# feeding schedule



## lastyboy (Apr 14, 2003)

Hi all

For all those unsure what to feed baby RBP's
Heres a feeding schedule i use with great sucess

Day	1st feed	2nd feed
MON	B/worm	Krill
TUES	D/Food	Cockle 
WEDS	Cockle	D/food 
THURS	Krill	Cockle 
FRI	B/worm	D/food
SAT	Cockle	Krill
SUN	D/Food	B/worm

D/FOOD = Food designed for discus fish (frozen cubes) but there really good for them, and mine just love em!!!!

Obviously im feeding them twice a day, but you can extend this idea over more feeds- its just variations on a theme, really.

You dont have to be so rigid, but this ensures the meals are mixed up nicely!!!

Cheers all


----------



## SnowCichlid (Jan 10, 2003)

variety is key and i like to switch the foods up... but i just chuck wahtever in whenever more so than stick to a schedule :smile:


----------



## Grosse Gurke (Jan 3, 2003)

SnowCichlid said:


> variety is key and i like to switch the foods up... but i just chuck wahtever in whenever more so than stick to a schedule :smile:


Yea, I try to feed my pygos every other day (they are older than yours) but if I miss a day there is no problem. I dont have a set schedule or amount I feed, I just toss it in and they eat it.
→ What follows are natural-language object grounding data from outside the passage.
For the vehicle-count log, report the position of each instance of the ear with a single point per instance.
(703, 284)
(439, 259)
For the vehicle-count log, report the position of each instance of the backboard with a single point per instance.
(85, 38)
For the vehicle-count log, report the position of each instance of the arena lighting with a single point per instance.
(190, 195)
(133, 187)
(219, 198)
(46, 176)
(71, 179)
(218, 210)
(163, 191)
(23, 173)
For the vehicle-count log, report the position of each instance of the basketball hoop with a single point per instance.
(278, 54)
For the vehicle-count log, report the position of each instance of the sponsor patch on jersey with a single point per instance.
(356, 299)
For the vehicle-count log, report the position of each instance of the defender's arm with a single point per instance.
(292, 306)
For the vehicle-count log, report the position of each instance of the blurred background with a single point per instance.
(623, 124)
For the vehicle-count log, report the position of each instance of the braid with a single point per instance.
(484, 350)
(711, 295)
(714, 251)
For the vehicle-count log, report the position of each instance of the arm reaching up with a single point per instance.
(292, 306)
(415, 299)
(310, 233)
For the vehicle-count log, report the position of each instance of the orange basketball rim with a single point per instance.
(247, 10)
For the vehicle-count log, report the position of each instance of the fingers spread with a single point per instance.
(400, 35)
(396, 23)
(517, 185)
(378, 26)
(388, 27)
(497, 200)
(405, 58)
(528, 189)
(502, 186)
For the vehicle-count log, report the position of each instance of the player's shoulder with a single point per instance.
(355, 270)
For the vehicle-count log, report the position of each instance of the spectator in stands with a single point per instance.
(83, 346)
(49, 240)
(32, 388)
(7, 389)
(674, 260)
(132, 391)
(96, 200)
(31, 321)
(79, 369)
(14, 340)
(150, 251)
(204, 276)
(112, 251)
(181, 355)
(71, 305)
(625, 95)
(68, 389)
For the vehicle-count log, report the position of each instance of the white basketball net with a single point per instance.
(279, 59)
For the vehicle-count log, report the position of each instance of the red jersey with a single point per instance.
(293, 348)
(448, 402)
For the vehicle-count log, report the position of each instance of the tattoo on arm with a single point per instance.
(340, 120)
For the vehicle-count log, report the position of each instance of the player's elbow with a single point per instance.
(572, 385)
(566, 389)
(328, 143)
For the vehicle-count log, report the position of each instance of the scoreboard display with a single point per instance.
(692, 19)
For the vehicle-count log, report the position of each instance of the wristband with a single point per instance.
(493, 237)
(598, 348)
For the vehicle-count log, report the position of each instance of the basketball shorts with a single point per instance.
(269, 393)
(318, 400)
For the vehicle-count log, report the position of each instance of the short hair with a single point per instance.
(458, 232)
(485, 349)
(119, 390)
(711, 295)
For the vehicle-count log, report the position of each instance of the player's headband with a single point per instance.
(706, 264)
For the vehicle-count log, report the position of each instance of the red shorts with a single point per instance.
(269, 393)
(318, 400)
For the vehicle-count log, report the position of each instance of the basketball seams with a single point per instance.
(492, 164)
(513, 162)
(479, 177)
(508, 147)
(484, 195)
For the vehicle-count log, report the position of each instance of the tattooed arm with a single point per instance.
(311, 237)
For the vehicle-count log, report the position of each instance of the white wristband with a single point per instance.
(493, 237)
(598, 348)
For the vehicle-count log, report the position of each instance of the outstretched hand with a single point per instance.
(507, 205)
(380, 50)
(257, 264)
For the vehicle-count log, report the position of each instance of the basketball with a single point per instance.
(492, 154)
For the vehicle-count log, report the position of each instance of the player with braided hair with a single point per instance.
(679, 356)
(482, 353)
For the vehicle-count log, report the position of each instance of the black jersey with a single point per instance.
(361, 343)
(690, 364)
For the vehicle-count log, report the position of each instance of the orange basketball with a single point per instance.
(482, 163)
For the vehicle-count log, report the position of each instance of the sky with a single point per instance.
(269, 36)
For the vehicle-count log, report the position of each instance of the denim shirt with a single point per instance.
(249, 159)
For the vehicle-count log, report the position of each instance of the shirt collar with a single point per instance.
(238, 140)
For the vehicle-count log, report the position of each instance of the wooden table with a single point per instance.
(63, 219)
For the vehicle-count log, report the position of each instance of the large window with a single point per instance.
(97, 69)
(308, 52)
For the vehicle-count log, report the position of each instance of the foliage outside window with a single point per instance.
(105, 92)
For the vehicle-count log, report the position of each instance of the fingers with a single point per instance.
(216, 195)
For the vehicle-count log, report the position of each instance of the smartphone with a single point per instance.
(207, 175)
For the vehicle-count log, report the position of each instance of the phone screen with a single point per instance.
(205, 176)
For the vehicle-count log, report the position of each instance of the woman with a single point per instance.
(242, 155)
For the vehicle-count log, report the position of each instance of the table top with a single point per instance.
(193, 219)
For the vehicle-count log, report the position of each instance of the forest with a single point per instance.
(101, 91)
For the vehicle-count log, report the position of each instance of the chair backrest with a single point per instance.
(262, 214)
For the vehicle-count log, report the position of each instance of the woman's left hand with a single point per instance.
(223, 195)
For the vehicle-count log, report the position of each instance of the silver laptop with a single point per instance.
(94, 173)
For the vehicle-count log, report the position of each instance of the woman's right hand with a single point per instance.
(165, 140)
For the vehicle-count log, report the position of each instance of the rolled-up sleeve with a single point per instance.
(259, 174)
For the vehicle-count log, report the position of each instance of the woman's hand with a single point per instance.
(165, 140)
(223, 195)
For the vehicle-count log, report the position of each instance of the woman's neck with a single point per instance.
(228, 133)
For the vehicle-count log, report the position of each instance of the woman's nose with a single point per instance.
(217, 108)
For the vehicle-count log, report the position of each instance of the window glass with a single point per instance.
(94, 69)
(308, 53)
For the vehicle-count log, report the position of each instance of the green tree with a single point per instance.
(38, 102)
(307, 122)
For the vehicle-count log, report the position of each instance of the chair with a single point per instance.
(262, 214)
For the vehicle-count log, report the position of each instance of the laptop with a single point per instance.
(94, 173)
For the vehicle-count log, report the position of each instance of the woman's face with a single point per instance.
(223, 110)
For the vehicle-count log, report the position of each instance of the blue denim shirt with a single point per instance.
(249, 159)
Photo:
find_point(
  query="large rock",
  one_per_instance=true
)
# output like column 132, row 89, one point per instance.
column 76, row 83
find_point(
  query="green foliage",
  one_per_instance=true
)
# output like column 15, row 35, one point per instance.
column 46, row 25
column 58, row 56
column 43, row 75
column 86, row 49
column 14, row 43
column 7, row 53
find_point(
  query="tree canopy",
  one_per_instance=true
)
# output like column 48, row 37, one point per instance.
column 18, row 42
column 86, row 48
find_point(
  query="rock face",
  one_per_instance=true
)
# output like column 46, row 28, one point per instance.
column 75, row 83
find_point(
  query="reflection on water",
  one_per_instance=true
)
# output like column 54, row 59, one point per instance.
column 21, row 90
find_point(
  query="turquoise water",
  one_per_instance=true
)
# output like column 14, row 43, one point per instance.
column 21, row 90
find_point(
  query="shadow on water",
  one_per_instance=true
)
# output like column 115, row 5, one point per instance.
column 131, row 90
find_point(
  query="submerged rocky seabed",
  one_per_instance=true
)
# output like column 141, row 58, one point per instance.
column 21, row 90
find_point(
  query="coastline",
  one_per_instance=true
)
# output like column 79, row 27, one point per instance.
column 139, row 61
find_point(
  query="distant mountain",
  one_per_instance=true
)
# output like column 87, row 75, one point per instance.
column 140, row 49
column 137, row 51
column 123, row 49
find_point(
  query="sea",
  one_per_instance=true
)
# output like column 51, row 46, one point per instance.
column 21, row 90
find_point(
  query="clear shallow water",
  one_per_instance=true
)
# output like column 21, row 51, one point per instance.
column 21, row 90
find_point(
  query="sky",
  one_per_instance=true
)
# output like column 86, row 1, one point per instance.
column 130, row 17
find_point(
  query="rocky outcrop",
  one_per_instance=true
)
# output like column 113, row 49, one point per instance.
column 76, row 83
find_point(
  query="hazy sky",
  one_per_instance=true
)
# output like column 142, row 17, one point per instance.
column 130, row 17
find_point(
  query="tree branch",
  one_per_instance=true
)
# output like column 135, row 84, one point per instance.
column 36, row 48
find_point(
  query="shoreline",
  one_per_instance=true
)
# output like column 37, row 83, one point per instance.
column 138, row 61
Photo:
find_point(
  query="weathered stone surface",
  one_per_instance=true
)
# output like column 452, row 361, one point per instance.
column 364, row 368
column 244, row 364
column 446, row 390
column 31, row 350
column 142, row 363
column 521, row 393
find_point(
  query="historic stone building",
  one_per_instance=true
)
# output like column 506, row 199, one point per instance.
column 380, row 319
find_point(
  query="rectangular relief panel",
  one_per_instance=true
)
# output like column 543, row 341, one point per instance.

Let me add that 2X a day when young is a good idea. Just make sure they eat it all and dont overfeed them.


----------



## Judazzz (Jan 13, 2003)

I feed my natts once a day, and always (well, if possible), between 9 and 10pm... I've done this for so long now that they get restless at around 8:30-9pm, and really gorge themselves when I finally feed them.

When they were babies, they got food 2-3x a day, because they do need a lot of food when small, to avoid jeopardizing their development, which runs over-times when they're still babies...


----------



## RhomZilla (Feb 12, 2003)

Different varieties of food are always a plus!!!

I've always fed all my Ps twice a day, once in the morn before work, and another when I get home from work.


----------



## thePACK (Jan 3, 2003)

grosse gurke said:


> but if I miss a day there is no problem. I dont have a set schedule or amount I feed, I just toss it in and they eat it.


----------



## lastyboy (Apr 14, 2003)

Yeah usually i feed at lunchtime, and last thing at night.
I like to see the little buggers chomping away, also!!!!!
quite entertaining, maybe i should get (another!) hobby???????????


----------



## thoroughbred (Mar 14, 2003)

i feed mine 4-5 times a day krill , beefheart and brine shrimp and goldfish flakes gotta make sure theyre eating i have like 4 goldfish former feeders like 4" this guy didnt want thme and damn they eat not 2 mention 5 lrg feeders and 2 convicts my p's only 1.5" long but i know in the end everything in there is a feeder well except those mean ass convicts sheesh theyre bastards!!!!!


----------



## lastyboy (Apr 14, 2003)

One things for sure!!!!!!
They sure love there food, man!!!!!


----------